Time Period3 Months [change]
DirectionMoves Together 
StrengthVery Strong
Accuracy100.0%
ValuesDaily Returns

Caterpillar  vs.  Strategic Asset Management

 Performance 
       Timeline  
Caterpillar 

Risk-Adjusted Performance

Strong

 
Weak
 
Strong
Compared to the overall equity markets, risk-adjusted returns on investments in Caterpillar are ranked lower than 30 (%) of all global equities and portfolios over the last 90 days. In spite of comparatively unsteady basic indicators, Caterpillar unveiled solid returns over the last few months and may actually be approaching a breakup point.
Strategic Asset Mana 

Risk-Adjusted Performance

Solid

 
Weak
 
Strong
Compared to the overall equity markets, risk-adjusted returns on investments in Strategic Asset Management are ranked lower than 16 (%) of all funds and portfolios of funds over the last 90 days. In spite of fairly weak forward indicators, Strategic Asset may actually be approaching a critical reversion point that can send shares even higher in August 2025.

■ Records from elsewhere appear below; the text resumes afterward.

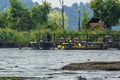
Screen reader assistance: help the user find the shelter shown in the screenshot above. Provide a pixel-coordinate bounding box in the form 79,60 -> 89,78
87,17 -> 104,29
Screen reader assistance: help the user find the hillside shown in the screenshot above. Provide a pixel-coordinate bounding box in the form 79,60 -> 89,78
0,0 -> 38,11
54,2 -> 93,30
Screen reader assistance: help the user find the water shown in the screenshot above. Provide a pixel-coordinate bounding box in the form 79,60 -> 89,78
0,48 -> 120,80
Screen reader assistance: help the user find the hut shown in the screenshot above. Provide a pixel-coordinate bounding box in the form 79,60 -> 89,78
87,17 -> 104,29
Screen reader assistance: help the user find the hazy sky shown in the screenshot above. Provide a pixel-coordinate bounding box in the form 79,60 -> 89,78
33,0 -> 90,7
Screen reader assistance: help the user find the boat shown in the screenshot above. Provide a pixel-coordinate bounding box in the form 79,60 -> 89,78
57,42 -> 109,50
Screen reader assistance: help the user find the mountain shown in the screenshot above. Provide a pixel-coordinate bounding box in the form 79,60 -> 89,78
54,2 -> 93,30
0,0 -> 38,11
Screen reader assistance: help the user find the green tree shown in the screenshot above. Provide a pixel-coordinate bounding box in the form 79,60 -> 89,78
31,1 -> 51,29
90,0 -> 120,29
9,0 -> 32,31
82,11 -> 90,29
49,10 -> 68,30
0,10 -> 9,28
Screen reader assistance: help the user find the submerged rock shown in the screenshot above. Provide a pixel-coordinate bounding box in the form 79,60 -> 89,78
61,62 -> 120,71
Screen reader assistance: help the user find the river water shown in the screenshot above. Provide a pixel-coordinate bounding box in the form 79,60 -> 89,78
0,48 -> 120,80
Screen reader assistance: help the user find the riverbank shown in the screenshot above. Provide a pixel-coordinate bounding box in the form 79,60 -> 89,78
61,62 -> 120,71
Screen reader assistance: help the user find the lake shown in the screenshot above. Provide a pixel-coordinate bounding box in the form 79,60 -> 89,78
0,48 -> 120,80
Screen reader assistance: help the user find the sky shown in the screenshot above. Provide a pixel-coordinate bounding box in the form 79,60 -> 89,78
33,0 -> 90,7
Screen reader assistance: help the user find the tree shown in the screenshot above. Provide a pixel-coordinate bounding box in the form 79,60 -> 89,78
48,10 -> 68,30
31,1 -> 51,29
0,9 -> 9,28
9,0 -> 32,31
90,0 -> 120,29
82,11 -> 90,29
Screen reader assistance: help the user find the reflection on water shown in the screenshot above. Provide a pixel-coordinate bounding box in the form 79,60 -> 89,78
0,48 -> 120,80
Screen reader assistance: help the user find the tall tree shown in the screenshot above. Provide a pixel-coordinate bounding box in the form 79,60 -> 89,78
48,10 -> 68,30
9,0 -> 31,30
82,11 -> 90,29
31,1 -> 51,29
90,0 -> 120,29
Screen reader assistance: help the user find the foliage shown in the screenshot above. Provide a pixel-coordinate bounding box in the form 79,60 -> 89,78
48,10 -> 68,30
82,12 -> 89,29
90,0 -> 120,29
8,0 -> 32,31
31,1 -> 51,29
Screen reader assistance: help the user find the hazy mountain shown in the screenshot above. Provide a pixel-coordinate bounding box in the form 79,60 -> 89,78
0,0 -> 38,11
54,2 -> 93,30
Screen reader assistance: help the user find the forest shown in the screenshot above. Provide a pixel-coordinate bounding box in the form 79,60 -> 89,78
0,0 -> 120,44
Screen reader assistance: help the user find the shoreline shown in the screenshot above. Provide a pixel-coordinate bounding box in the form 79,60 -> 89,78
61,61 -> 120,71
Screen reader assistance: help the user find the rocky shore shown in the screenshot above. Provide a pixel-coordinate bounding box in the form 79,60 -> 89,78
61,61 -> 120,71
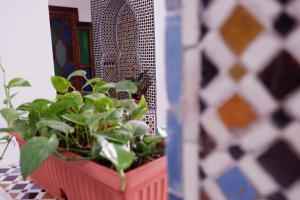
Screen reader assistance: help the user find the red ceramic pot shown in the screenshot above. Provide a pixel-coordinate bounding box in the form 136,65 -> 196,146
12,133 -> 167,200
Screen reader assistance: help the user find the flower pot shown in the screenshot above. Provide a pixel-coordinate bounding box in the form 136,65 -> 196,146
12,133 -> 167,200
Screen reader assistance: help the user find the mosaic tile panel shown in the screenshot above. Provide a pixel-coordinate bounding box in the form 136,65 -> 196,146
91,0 -> 156,129
0,165 -> 55,200
166,0 -> 300,200
199,0 -> 300,200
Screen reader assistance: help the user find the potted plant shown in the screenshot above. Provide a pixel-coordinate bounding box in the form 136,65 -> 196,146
0,64 -> 167,200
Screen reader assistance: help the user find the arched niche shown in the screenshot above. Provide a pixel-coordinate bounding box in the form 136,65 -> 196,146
91,0 -> 156,134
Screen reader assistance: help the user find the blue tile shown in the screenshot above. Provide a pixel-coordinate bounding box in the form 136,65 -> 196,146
167,0 -> 181,11
166,15 -> 182,104
217,167 -> 257,200
167,111 -> 183,194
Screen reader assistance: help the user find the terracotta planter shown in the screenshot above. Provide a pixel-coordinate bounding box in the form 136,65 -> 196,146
12,133 -> 167,200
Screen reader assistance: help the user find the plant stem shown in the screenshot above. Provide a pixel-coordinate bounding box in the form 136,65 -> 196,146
0,128 -> 14,133
66,133 -> 70,151
0,136 -> 13,160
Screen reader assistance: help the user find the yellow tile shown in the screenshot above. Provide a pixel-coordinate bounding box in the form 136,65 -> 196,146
218,94 -> 256,129
220,5 -> 263,55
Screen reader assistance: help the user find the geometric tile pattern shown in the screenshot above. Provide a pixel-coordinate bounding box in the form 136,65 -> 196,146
165,0 -> 300,200
91,0 -> 156,130
198,0 -> 300,200
0,165 -> 55,200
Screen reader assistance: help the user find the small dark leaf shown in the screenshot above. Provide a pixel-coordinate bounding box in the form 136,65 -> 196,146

Caterpillar and Strategic Asset Volatility Contrast

   Predicted Return Density   
       Returns  

Pair Trading with Caterpillar and Strategic Asset

The main advantage of trading using opposite Caterpillar and Strategic Asset positions is that it hedges away some unsystematic risk. Because of two separate transactions, even if Caterpillar position performs unexpectedly, Strategic Asset can make up some of the losses. Pair trading also minimizes risk from directional movements in the market. For example, if an entire industry or sector drops because of unexpected headlines, the short position in Strategic Asset will offset losses from the drop in Strategic Asset's long position.
The idea behind Caterpillar and Strategic Asset Management pairs trading is to make the combined position market-neutral, meaning the overall market's direction will not affect its win or loss (or potential downside or upside). This can be achieved by designing a pairs trade with two highly correlated stocks or equities that operate in a similar space or sector, making it possible to obtain profits through simple and relatively low-risk investment.
Check out your portfolio center.
Note that this page's information should be used as a complementary analysis to find the right mix of equity instruments to add to your existing portfolios or create a brand new portfolio. You can also try the AI Portfolio Prophet module to use AI to generate optimal portfolios and find profitable investment opportunities.